The motivation of adding new instructions is generally to get higher performance, so there's going to be pressure to have hardware to execute it well, as opposed to a more naive emulation. But sometimes people add support without making it fast--AMD chips used to (still do? I'm not sure) implement the 256-bit AVX instructions by sending the 128-bit halves through their units in sequence, so that it technically supported AVX instructions but didn't see any improved benefit from it.
Back in the high CISC era every instruction would be backed by microcode as a series of instructions like "Load the first argument from memory location X; load the address of the second argument from memory location Y; now use that to get the second argument; store the result in memory location Z;"
Then in the RISC era the instructions being fed to processors more closely matched what was going on inside, though pipelining made that a bit more complicated.
These days a processor will still take the incoming instruction stream and sometimes break up instructions into pieces but it will also sometimes fuse two instructions into a single one like a compare followed by a branch.
That's not really the case. Many complex, obsolete or not timing critical instructions are microcoded, but the large majority of instructions executed by the cpu are not.

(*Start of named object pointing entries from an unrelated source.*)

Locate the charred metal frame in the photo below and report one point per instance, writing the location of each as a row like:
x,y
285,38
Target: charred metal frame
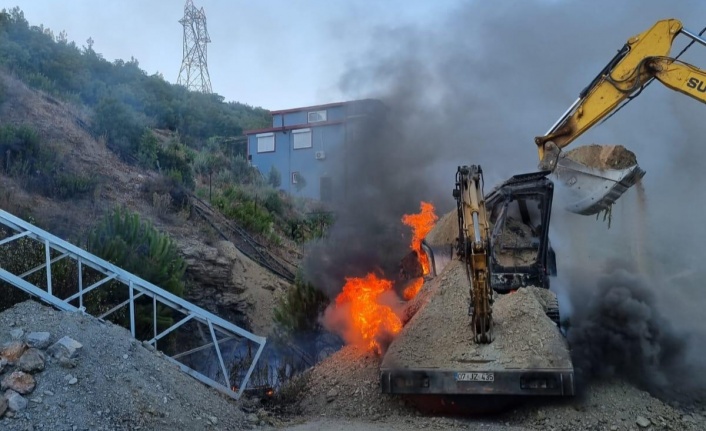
x,y
537,187
550,382
220,331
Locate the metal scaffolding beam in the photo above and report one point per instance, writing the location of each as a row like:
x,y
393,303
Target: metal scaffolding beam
x,y
230,347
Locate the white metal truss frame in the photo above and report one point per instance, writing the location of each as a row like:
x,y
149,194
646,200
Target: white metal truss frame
x,y
137,288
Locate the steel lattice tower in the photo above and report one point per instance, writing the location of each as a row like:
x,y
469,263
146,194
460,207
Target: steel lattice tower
x,y
194,66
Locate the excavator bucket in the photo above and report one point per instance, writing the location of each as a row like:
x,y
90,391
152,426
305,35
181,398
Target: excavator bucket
x,y
596,176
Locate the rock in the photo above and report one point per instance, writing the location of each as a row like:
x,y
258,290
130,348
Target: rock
x,y
68,362
643,422
31,361
19,381
331,395
40,340
66,348
12,351
15,401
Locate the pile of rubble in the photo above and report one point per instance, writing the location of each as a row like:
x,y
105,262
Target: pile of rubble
x,y
27,357
69,371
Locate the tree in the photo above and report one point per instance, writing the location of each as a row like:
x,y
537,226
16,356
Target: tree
x,y
138,247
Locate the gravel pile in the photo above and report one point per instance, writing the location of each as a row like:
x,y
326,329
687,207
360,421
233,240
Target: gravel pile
x,y
110,382
346,384
603,156
524,337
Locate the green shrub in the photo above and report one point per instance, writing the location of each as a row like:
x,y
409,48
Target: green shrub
x,y
175,159
69,185
298,312
138,247
147,150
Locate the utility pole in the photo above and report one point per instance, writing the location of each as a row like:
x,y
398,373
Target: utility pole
x,y
194,65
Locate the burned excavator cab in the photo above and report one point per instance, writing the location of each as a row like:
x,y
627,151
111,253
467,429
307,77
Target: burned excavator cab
x,y
520,210
435,353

They are translated to microops, but that's a different thing, normally there is a single microop that executes the bulk of the instruction.
A matching socket is not enought though, the motherboard has to support it too. If it's an older one it might not get a BIOS update for the newest generation, and/or the VRMs on cheaper boards might not be able to handle a 16 core chip.

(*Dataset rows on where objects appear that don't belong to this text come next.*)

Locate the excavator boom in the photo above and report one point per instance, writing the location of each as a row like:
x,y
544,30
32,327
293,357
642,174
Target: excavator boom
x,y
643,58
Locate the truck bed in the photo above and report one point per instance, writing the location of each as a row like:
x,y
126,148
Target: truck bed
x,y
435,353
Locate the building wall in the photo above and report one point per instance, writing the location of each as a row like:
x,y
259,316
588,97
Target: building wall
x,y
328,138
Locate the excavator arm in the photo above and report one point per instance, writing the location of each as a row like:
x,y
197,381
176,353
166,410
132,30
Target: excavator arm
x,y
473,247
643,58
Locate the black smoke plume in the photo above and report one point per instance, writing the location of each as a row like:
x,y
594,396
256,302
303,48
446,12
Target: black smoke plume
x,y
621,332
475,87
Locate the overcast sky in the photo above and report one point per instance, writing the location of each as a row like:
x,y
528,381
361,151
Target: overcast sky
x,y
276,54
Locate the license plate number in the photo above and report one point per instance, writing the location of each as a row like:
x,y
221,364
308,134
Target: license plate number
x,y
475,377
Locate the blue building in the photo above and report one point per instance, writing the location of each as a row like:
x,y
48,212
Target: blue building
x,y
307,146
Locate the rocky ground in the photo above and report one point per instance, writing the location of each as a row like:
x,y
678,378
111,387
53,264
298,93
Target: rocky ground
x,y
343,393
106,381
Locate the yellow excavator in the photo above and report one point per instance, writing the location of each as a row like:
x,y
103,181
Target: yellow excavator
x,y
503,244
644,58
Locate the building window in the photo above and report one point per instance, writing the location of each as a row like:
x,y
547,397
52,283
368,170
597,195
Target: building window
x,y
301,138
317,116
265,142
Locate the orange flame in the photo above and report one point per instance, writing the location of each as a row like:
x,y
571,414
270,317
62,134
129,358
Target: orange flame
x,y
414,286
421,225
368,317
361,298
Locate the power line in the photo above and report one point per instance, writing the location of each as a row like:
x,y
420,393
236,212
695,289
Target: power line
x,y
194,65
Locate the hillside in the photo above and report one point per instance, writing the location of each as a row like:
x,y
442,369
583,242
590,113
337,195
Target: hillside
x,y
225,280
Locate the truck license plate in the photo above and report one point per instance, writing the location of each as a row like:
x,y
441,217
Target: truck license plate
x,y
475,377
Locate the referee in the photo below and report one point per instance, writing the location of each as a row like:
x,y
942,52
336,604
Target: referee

Just an anecdotal observation. I bought a micro ATX MSI motherboard (a relatively niche product) together with my Ryzen 1700X way back when and they provide support for the latest Ryzen CPUs via bios updates. I'd be surprised if other more popular boards did not get updates.
So I can run the latest 3000 series with my current first gen AM4 board which is great. As you point out though the 16 and 32 core chips might be too power hungry for some boards.
Is there any confirmation if this means Ryzen 2 only or also Ryzen 3? Lots of the enthusiasts expect this to include the upcoming Ryzen 3, but the wording is very vague.
Most of what I've seen seems to indicate that Ryzen 3 will be AM4, with Ryzen 4 moving on, I'd be suprised not to see a shift to DDR5 at that time and usb3+thunderbolt in that generation in a couple years.
I would love to see an AM4 3600G and 3700G though, basically a 3600 or 3700 with the addition of a GPU chiplet. There are plenty of people out there that could use more CPU but don't need a discrete GPU for work.
Oh man, this exactly. I'd happily add more heatsink and bump my APU TDP by 20-30 watts, rather than get similar performance by stuffing a whole mountain more hardware in a PCIe slot with its own TDP somewhere around 60-100 watts because of all the bus transceivers and other overhead.
As I understand it, they aim the high-TDP parts at the enthusiast/gamer/workstation market where a discrete GPU is just a given, so there'll probably never be a 3700G. Darn!